Re: TimeOf(Subselects|Joins)FromLargeTables? - Mailing list pgsql-general
From | Duane Lee - EGOVX |
---|---|
Subject | Re: TimeOf(Subselects|Joins)FromLargeTables? |
Date | |
Msg-id | 64EDC403A1417B4299488BAE87CA7CBF01CD0E57@maricopa_xcng0 Whole thread Raw |
In response to | TimeOf(Subselects|Joins)FromLargeTables? ("Hegedus, Tamas ." <Hegedus.Tamas@mayo.edu>) |
List | pgsql-general |
Or this correlated subquery:
SELECT a.name, a.seq FROM prots as a
WHERE EXISTS (
SELECT '1'FROM kwx as b
WHERE b.kw_acc=812
and b.fid = a.fid
);
-----Original Message-----
From: Dann Corbit [mailto:DCorbit@connx.com]

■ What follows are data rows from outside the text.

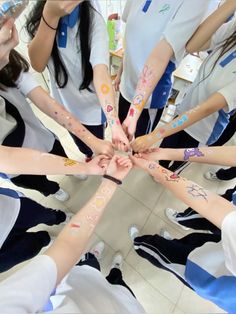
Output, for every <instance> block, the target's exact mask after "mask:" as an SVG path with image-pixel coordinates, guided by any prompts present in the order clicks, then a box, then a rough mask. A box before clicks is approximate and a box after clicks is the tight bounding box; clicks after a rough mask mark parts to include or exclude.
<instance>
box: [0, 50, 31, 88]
mask: <svg viewBox="0 0 236 314" xmlns="http://www.w3.org/2000/svg"><path fill="white" fill-rule="evenodd" d="M22 71H23V72H28V71H29V63H28V62H27V61H26V60H25V58H24V57H23V56H22V55H21V54H20V53H19V52H17V51H16V50H14V49H13V50H12V51H11V52H10V54H9V63H8V64H7V65H6V66H5V67H4V68H3V69H1V70H0V90H5V89H6V87H16V81H17V79H18V78H19V76H20V73H21V72H22Z"/></svg>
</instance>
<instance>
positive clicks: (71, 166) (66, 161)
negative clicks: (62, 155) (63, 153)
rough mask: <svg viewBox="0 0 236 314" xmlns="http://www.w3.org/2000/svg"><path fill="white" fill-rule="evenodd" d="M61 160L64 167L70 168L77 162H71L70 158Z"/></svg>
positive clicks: (76, 163)
mask: <svg viewBox="0 0 236 314" xmlns="http://www.w3.org/2000/svg"><path fill="white" fill-rule="evenodd" d="M63 160H64V166H66V167H72V166H74V165H76V164H77V161H75V160H72V159H70V158H63Z"/></svg>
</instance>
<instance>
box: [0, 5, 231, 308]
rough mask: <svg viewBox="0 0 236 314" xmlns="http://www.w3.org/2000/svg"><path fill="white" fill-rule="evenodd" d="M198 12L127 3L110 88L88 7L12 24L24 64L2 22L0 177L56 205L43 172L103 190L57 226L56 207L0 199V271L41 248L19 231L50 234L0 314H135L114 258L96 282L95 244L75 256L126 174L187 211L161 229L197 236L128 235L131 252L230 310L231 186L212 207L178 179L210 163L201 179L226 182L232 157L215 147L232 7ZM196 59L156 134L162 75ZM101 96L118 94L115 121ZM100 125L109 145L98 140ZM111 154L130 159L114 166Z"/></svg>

Sent: Thursday, June 03, 2004 6:59 PM
To: Hegedus, Tamas .; pgsql-general@postgresql.org
Subject: Re: [GENERAL] TimeOf(Subselects|Joins)FromLargeTables?
How does this query perform:
SELECT p.name, p.seq
FROM prots p, kwx k
WHERE
p.fid=k.fid
AND
k.kw_acc=812
;
> -----Original Message-----
> From: Hegedus, Tamas . [mailto:Hegedus.Tamas@mayo.edu]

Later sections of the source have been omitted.